Arabs Seek International Court Action on Israel’s Gaza Invasion


By Bill Varner

Oct. 7 (Bloomberg) -- Arab nations will press the United Nations Security Council to refer allegations of Israeli war crimes in the Gaza Strip to the International Criminal Court, Sudan’s ambassador said October 7.

Envoys representing the council’s 15 member governments agreed to Libya’s request for a meeting on the Middle East conflict on Oct. 14. Egyptian, Sudanese, Libyan and Palestinian ambassadors said they’d use it to discuss a UN-appointed panel’s findings that Israel and Hamas committed war crimes during Israel’s three-week offensive against the militant group that began in late December.

The panel recommended that the Security Council require Israel to “launch appropriate” investigations within three months and, if that doesn’t happen, refer allegations of illegal acts to the International Criminal Court in The Hague.

“We want this report operationalized,” Sudan’s Ambassador Abdalmahmood Abdalhaleem Mohammad said, speaking as head of the Arab group of nations.

U.S. Deputy Ambassador Alejandro Wolff said discussion of the report should be confined to the Geneva-based UN Human Rights Council, which has postponed such talks until March.

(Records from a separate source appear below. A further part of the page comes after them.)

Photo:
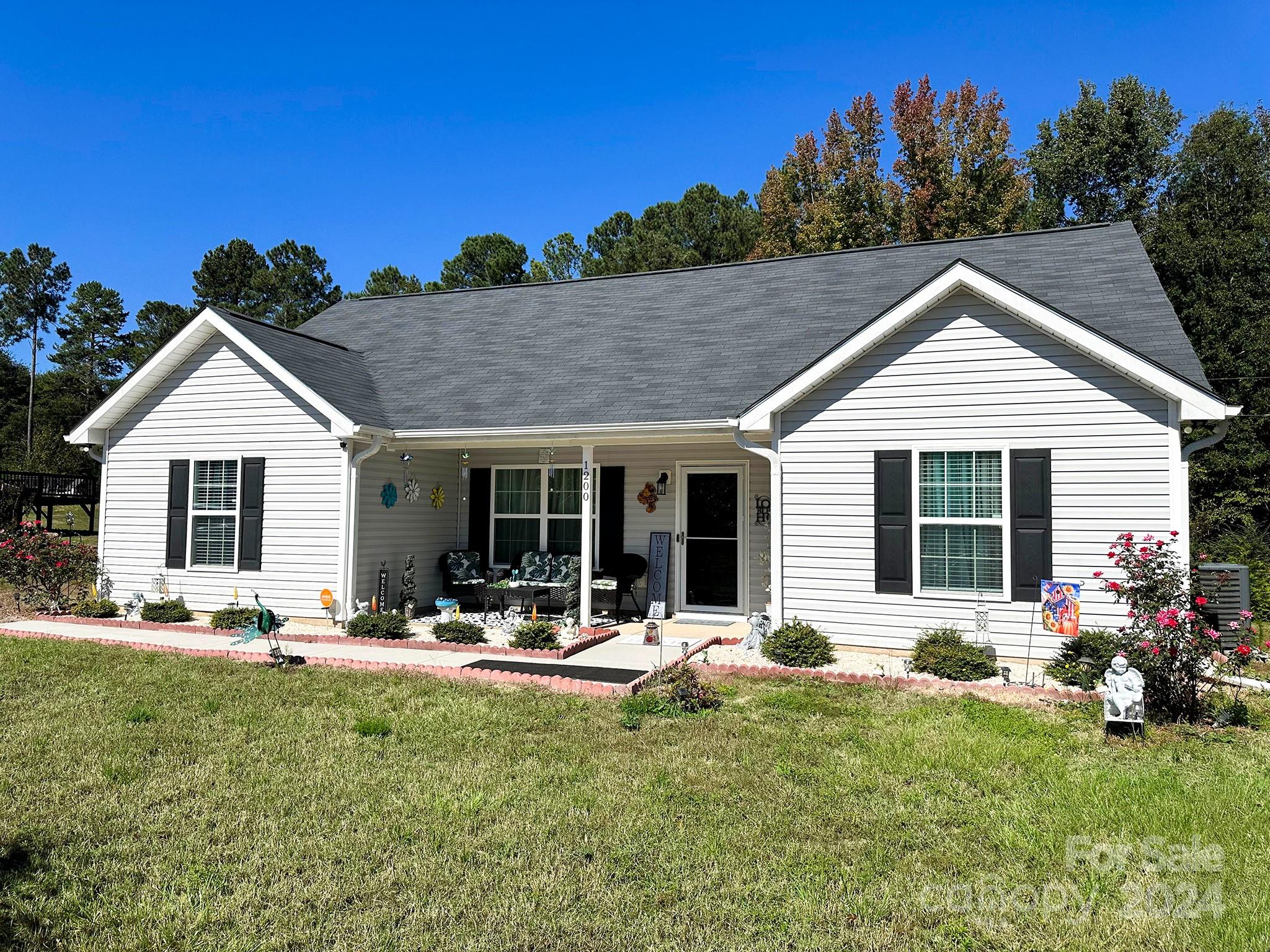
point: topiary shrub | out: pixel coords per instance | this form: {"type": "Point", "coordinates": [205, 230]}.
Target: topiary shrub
{"type": "Point", "coordinates": [231, 619]}
{"type": "Point", "coordinates": [799, 645]}
{"type": "Point", "coordinates": [946, 654]}
{"type": "Point", "coordinates": [459, 632]}
{"type": "Point", "coordinates": [379, 626]}
{"type": "Point", "coordinates": [95, 609]}
{"type": "Point", "coordinates": [168, 611]}
{"type": "Point", "coordinates": [540, 637]}
{"type": "Point", "coordinates": [1099, 644]}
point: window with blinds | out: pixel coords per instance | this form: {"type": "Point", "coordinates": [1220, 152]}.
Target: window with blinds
{"type": "Point", "coordinates": [215, 513]}
{"type": "Point", "coordinates": [961, 521]}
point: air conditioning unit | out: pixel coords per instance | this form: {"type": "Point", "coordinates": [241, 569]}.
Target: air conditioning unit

Israel launched a military offensive in Gaza on Dec. 27 to stop rocket attacks on its southern towns and cities from the Hamas-controlled seaside enclave. The Israeli military said during its Gaza operation that more than 10,000 projectiles had been fired from the area into Israel since 2001.

Disputed Counts

The Hamas Ministry of Health in Gaza said that 1,450 Palestinians were killed during the military operation, while Israel puts the number at 1,166. The army said 13 Israelis were killed in the fighting.

Israel’s military committed “grave breaches” of international law, including “willful killing, torture or inhuman treatment, willfully causing great suffering or serious injury to body or health and extensive destruction of property,” a summary of the UN panel’s report said on Sept. 15. It also said Israel used human shields, which “constitutes a war crime.”

Israeli Ambassador Gabriela Shalev said the report was “very one-sided” and that its recommendations wouldn’t be respected.

The Israeli army presented the results of its own probe April 22 and rejected the allegations that it committed war crimes. The UN panel said those investigations “lack the required credibility.”